On January 22, 2013, Griffiths Energy International Inc. (GEI), a privately held oil and gas company based in Calgary, plead guilty to bribery charges under the Corruption of Foreign Public Officials Act (CFPOA). GEI had admitted to paying $2 million to officials in Chad to secure a contract for oil exploration blocks.

The bribe was paid in the form of consulting contracts between GEI and a company owned by the Chadian ambassador’s wife. GEI’s new management team discovered the irregular payment in 2011 when preparing to take the company public and conducting due diligence. Management launched an internal investigation headed by outside counsel, which lasted 5 months and cost $5 million. The IPO was also cancelled, costing an additional $1.8 million.  

GEI reported the results of the internal investigation to the RCMP, U.S. Department of Justice and federal and provincial prosecutors. The company agreed to pay a fine $9 million plus a victim surcharge of 15% for a total of $10.35 million. According to the Crown, the fine would have been substantially higher had GEI not investigated itself and cooperated with the authorities. Justice Brooker, the presiding judge, is expected to confirm the final sentence on January 25.  

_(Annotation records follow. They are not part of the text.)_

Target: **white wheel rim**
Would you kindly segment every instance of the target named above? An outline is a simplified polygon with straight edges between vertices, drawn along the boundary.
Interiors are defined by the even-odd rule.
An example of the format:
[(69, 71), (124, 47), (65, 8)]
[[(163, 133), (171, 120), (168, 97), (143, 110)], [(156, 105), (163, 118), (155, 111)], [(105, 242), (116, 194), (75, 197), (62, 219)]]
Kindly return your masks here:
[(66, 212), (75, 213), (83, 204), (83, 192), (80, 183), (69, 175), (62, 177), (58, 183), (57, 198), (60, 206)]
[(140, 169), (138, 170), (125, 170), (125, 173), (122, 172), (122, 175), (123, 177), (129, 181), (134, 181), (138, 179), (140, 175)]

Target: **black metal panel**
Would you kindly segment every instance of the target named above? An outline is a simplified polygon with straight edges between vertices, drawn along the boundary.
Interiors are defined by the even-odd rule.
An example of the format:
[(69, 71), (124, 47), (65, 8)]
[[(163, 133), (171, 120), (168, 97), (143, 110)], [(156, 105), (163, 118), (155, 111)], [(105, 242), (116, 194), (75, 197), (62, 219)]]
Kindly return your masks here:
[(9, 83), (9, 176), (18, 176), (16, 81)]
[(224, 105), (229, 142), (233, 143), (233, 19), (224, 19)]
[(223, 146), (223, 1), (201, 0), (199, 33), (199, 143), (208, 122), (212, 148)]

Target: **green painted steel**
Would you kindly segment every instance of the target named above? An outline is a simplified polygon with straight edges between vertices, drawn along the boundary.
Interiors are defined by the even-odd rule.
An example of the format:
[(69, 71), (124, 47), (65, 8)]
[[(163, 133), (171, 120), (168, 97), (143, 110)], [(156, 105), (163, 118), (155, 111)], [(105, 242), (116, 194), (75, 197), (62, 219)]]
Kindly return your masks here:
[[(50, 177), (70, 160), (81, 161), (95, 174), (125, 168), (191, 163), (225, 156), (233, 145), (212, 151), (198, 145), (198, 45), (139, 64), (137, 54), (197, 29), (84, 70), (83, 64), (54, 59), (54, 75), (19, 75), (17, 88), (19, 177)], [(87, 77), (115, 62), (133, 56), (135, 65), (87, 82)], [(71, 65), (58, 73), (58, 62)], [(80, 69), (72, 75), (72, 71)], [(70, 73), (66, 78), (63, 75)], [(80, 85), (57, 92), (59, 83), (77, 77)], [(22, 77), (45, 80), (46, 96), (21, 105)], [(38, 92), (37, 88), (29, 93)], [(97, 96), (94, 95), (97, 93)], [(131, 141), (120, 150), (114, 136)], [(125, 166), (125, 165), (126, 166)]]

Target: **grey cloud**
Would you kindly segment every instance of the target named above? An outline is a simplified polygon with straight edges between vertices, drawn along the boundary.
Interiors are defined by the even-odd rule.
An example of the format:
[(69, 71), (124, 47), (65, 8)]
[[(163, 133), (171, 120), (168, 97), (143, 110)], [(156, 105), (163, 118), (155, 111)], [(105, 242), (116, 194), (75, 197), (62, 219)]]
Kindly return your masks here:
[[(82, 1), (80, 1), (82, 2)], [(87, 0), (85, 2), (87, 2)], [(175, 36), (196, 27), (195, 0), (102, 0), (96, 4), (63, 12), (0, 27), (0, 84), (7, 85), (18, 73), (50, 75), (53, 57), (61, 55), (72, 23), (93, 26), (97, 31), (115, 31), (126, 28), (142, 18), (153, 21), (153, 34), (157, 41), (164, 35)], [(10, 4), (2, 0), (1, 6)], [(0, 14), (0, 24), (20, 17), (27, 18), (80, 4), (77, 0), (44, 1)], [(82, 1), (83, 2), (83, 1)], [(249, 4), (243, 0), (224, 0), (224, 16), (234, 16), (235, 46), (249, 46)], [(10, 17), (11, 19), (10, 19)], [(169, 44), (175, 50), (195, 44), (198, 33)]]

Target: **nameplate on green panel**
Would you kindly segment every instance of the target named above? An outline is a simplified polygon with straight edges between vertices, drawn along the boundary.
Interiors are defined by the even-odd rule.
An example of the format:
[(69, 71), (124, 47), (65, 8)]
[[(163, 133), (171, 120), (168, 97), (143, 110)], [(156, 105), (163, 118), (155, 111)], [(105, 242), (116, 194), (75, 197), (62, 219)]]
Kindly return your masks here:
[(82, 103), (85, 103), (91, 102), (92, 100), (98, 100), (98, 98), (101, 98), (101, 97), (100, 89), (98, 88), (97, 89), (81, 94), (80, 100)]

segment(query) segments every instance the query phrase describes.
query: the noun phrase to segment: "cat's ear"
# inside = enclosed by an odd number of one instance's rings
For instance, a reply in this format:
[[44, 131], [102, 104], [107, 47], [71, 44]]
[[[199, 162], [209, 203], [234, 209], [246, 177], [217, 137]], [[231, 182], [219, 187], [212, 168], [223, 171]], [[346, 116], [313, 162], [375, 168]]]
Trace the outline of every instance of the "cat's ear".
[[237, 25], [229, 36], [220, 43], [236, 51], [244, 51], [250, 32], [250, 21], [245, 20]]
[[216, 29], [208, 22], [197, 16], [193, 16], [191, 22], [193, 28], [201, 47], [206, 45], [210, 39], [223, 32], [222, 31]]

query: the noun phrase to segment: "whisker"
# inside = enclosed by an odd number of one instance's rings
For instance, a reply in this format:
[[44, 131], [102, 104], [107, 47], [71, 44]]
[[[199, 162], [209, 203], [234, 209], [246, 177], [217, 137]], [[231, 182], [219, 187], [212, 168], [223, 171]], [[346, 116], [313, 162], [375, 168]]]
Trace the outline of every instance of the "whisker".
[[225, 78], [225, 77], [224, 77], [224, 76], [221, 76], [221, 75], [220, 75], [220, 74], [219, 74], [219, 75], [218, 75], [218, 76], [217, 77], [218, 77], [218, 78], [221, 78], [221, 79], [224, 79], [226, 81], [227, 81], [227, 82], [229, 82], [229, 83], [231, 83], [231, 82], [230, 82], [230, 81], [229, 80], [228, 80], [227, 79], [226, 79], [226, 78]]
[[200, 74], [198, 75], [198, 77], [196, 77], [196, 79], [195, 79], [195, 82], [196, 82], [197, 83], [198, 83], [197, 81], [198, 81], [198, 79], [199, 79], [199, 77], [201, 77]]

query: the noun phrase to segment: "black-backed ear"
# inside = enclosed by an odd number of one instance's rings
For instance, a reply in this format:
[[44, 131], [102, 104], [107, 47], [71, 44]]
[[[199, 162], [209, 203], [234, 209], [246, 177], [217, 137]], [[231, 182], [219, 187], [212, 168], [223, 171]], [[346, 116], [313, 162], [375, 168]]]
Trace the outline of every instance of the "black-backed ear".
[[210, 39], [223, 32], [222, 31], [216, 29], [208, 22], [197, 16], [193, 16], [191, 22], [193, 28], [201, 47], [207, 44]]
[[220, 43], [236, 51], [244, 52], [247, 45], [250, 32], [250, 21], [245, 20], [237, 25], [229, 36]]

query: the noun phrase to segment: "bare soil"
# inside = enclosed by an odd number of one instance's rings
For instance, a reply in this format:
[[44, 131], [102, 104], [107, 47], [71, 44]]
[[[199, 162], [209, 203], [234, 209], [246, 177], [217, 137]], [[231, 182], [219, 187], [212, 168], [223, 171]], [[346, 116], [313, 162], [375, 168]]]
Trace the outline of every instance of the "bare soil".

This is the fourth time a company has been charged under the Corruption of Foreign Public Officials Act. It is the largest fine ever imposed under the Act. There is no indication that the illegal payments resulted in any business advantages for the company, which is not a requirement to secure a conviction under the Act.  

There is an active investigation of Griffiths for the same conduct under the American Foreign Corrupt Practices Act. The Globe and Mail reports that the Crown prosecutor in Calgary indicated that he did not expect the American authorities to proceed with the investigation now that the matter has been dealt with in Canadian courts. This may be based on information available to the Crown. Certainly, in the past, American authorities have not hesitated to prosecute violations of their Foreign Corrupt Practices Act simply because a foreign country has already prosecuted a party for the same conduct. In 2010, the Fifth Circuit Court of Appeal affirmed the conviction of Gi-Hwan Jeong for bribing American officials at military bases in South Korea. Mr. Jeong had already been convicted of the same crime by a South Korean court.